Donald Trump, who chastised Germany for buying energy from Russia and extending the natural gas pipeline connecting the two countries, indicated he may reconsider his stance if “everybody” has a good relationship with Russia.
US President Donald Trump hinted at the change of heart at a media conference following the NATO summit in Brussels.
“Frankly, maybe everybody is going to have a good relationship with Russia, so there will be a lot less problem with the pipeline. But to me it was a major point of contention. We discussed it at length today. Germany has agreed to do a lot better than they were doing,” he said.
Trump was referring to what he described as Germany’s pledge to spend more on defense along with other NATO members, which he sees as a major win for his administration.
Speaking to journalists, Trump seemed pleased with himself for attacking Germany on its energy import from Russia during the first day of the summit.
“I brought it up. Nobody brought it up but me,” he said. “Actually, I think the world is talking about it now maybe more than anything else.”
READ MORE: Merkel slams Trump’s ‘Russian captive’ comment, defends Berlin’s ‘independent policies’

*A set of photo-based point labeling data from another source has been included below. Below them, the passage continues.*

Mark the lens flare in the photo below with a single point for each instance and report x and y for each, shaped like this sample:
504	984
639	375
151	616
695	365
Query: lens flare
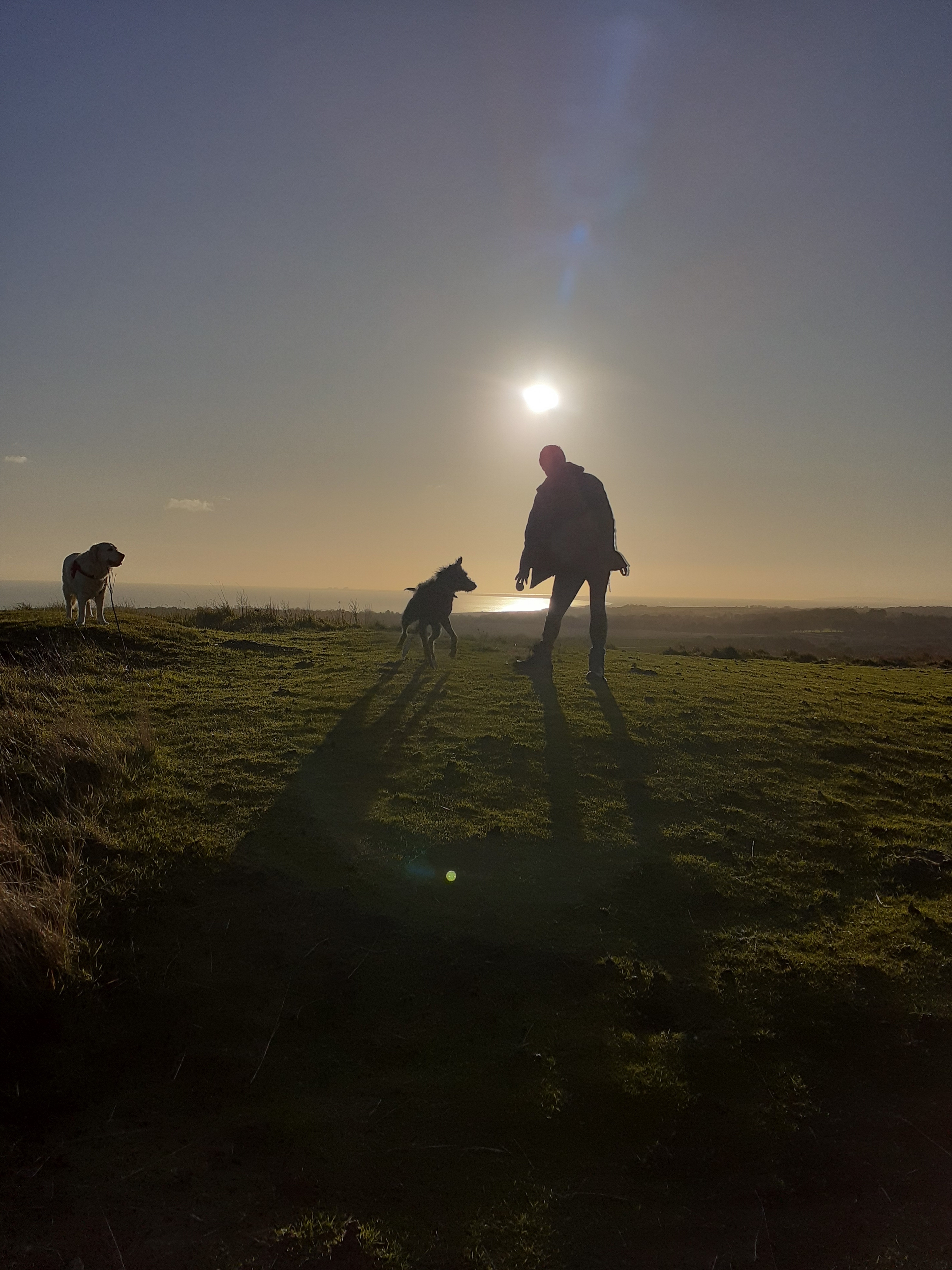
541	398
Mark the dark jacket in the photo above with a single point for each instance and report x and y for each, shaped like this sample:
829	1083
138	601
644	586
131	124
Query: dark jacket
570	528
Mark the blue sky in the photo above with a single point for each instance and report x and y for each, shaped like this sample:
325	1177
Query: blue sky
275	274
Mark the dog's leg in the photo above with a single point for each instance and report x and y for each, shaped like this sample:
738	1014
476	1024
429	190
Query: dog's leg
451	633
423	630
434	636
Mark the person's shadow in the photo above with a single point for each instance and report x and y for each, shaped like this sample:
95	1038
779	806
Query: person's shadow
560	766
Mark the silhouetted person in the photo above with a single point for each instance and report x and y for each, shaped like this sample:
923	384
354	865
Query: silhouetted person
569	537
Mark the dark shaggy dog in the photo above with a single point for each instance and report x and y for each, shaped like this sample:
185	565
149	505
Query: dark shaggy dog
431	608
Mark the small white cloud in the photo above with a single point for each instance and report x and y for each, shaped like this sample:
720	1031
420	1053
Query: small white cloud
188	505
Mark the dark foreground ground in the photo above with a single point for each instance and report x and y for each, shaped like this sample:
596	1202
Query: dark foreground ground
686	1003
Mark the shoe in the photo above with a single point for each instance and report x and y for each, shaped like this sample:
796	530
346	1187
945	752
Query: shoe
597	666
539	662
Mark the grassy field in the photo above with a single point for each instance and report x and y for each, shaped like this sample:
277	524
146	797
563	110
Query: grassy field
686	1001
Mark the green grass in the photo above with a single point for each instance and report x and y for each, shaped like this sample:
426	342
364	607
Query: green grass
691	911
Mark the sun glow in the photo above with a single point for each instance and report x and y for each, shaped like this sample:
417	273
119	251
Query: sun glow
541	398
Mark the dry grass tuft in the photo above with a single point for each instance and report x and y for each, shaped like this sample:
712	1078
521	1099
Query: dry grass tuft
36	916
58	769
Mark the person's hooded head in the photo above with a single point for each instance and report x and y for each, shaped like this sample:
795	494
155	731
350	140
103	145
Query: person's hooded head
553	460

On Wednesday, Trump called Germany a “captive” of Russia for buying Russian natural gas. The remark was rejected by top German officials, including Chancellor Angela Merkel, who said Berlin conducts an independent foreign policy and was not a captive of any country.
Germany insists that its trade with Russia is a national issue and not that of NATO or the EU, and its allies in Western Europe seem to agree. French President Emmanuel Macron, who spoke to the media after Trump on Thursday, said he personally didn’t find Trump’s remarks about Germany shocking but believed that countries should “take such decision in a sovereign manner.”
“Mr. Trump shared his point of view. An ally has the right to speak about strategic issues,” Macron said.
Russia and Germany are currently connected directly by the Nord Stream, an underwater pipeline through the Baltic Sea. A second pipeline that would double the capacity of the first one is currently under construction. The US opposes the project, claiming it would give Russia more leverage over Europe. Officials in Germany and Russia say the US is simply trying to wrestle its way into the European energy market and sell its own liquefied natural gas.